Can the UK beat the 2050 emissions target?

UK energy companies are asking the government to set a new target for net zero emissions prior to the 2021 UN COP26 summit. The current emissions target is 2050.

  • Following the US pledge to decarbonise its power sector by 2035, BP (NYSE:BP), Royal Dutch Shell (NYSE:RDS-A), National Grid (NYSE:NGG), SSE (SSE.L:LSE) and Drax (DRX.L:LSE) are lobbying Boris Johnson to match the US pledge.
  • Sector specialists believe that a 2035 target is optimistic. Analysts, on the other hand, are more interested in how the targets are achieved and at what cost.
  • Even though the UK is leading the world in decreasing power generation CO2 emissions (Exhibit 1), the underlying concern is not about reaching the net zero target – it is about the policies currently in place.

 

Exhibit 1 – Global change (%) in electricity carbon intensity between 2013-2018

Exhibit 1 - Global change (%) in electricity carbon intensity between 2013-2018Sources: ACF Equity Research Graphics; Climate Transparency

 

  • Boris Johnson has already set out a green energy plan to reach the 2050 net zero emission target. In addition, the sale of new petrol and diesel cars will be banned after 2030.
  • Energy companies are hopeful that the release of the long-awaited white paper in the next few weeks, will provide some clarity. Advisors will also decide in more detail how the UK can reach its 2050 target.

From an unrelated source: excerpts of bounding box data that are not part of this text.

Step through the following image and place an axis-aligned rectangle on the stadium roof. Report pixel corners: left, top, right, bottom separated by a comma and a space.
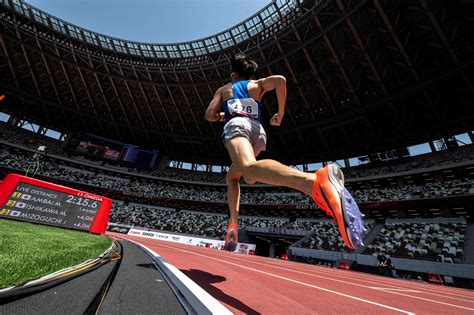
0, 0, 474, 164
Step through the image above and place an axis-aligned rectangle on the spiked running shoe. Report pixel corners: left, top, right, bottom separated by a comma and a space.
311, 164, 364, 249
224, 222, 239, 252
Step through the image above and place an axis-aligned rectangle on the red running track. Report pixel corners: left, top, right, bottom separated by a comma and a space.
115, 235, 474, 315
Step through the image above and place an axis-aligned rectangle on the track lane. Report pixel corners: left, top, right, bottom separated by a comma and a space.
119, 237, 474, 314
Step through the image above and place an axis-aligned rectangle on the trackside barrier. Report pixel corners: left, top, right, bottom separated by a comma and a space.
128, 240, 232, 315
128, 229, 257, 255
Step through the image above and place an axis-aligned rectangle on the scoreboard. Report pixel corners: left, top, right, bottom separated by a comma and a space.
0, 174, 112, 234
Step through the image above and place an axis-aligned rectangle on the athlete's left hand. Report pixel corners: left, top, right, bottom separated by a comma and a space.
270, 113, 283, 127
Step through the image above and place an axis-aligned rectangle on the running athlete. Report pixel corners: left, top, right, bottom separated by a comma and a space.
205, 54, 363, 251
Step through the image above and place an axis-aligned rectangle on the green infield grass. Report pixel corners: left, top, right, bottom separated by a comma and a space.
0, 218, 112, 288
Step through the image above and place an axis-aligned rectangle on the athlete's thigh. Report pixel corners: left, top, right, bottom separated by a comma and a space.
225, 137, 255, 170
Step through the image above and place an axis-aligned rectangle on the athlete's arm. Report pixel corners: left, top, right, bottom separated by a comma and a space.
204, 88, 223, 122
258, 75, 286, 126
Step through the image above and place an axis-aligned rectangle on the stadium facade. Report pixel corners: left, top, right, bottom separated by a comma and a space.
0, 0, 474, 165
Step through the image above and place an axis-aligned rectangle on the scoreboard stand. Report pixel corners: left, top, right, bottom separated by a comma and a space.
0, 174, 112, 234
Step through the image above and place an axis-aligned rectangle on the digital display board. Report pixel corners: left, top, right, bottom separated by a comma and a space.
0, 174, 111, 234
0, 183, 102, 231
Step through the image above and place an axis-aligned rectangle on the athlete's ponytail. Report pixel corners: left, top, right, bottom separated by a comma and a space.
230, 53, 258, 79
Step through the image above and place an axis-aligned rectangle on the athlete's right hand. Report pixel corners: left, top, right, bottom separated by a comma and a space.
270, 113, 283, 127
219, 112, 226, 122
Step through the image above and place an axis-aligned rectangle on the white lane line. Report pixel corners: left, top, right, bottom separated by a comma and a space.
149, 243, 414, 314
369, 287, 420, 293
193, 245, 474, 311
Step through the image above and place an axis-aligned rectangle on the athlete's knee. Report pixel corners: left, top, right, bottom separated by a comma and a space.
225, 172, 242, 185
240, 161, 256, 185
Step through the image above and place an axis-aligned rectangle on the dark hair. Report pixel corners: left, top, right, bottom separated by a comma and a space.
230, 54, 258, 79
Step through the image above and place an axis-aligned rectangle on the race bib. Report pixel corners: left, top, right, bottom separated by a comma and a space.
227, 98, 259, 119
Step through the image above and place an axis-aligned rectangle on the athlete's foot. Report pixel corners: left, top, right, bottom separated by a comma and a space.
311, 164, 364, 249
224, 221, 239, 252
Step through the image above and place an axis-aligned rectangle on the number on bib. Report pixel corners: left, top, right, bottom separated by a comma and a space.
227, 98, 258, 119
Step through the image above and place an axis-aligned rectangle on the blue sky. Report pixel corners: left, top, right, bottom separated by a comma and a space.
27, 0, 270, 43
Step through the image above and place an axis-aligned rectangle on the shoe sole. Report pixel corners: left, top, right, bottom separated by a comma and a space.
224, 229, 238, 252
321, 164, 364, 249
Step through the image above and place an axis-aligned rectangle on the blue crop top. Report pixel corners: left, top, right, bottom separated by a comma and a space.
222, 80, 262, 121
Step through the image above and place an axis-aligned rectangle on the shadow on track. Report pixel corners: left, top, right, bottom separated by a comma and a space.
181, 269, 260, 314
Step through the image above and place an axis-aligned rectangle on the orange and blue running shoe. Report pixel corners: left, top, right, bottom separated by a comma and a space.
311, 164, 364, 249
224, 222, 239, 252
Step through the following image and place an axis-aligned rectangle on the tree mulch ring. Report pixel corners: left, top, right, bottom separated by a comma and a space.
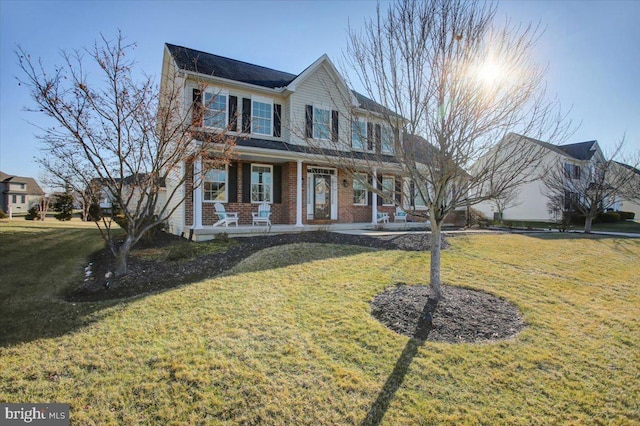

In our view, given that the UK is leading the world in decreasing power generation emissions, it could match the US’s target of 2035.

By coordinating timelines, the two governments can support each other towards the 2035 finish line.

The UK has already implemented the green energy plan as well as certain measures in different parts of the economy. However, a detailed action plan is needed.

The overall sentiment of energy companies is that there is a lack of clarity as to how and what tools/resources will be needed in order to meet the 2050 target. The UK government plans to provide details soon.

In addition, if small and mid-caps companies join in with the top five in pledging to bring forward the 2050 target, it could have a stronger impact.

The opportunity for small and mid-caps companies would be to embrace this inevitable change as early as possible.

The earlier companies start incorporating sustainable business practices, the more credible they will be as investment decisions.

Investors, institutional and retail – in particular SHNWI millennials, are drawn to companies that have excellent due diligence procedures and are transparent.

They are environmentally conscious and want to make sure their funds are being invested accordingly.

Embracing these changes as soon as they arise as opposed to reacting to them will make all the difference for small and mid-caps.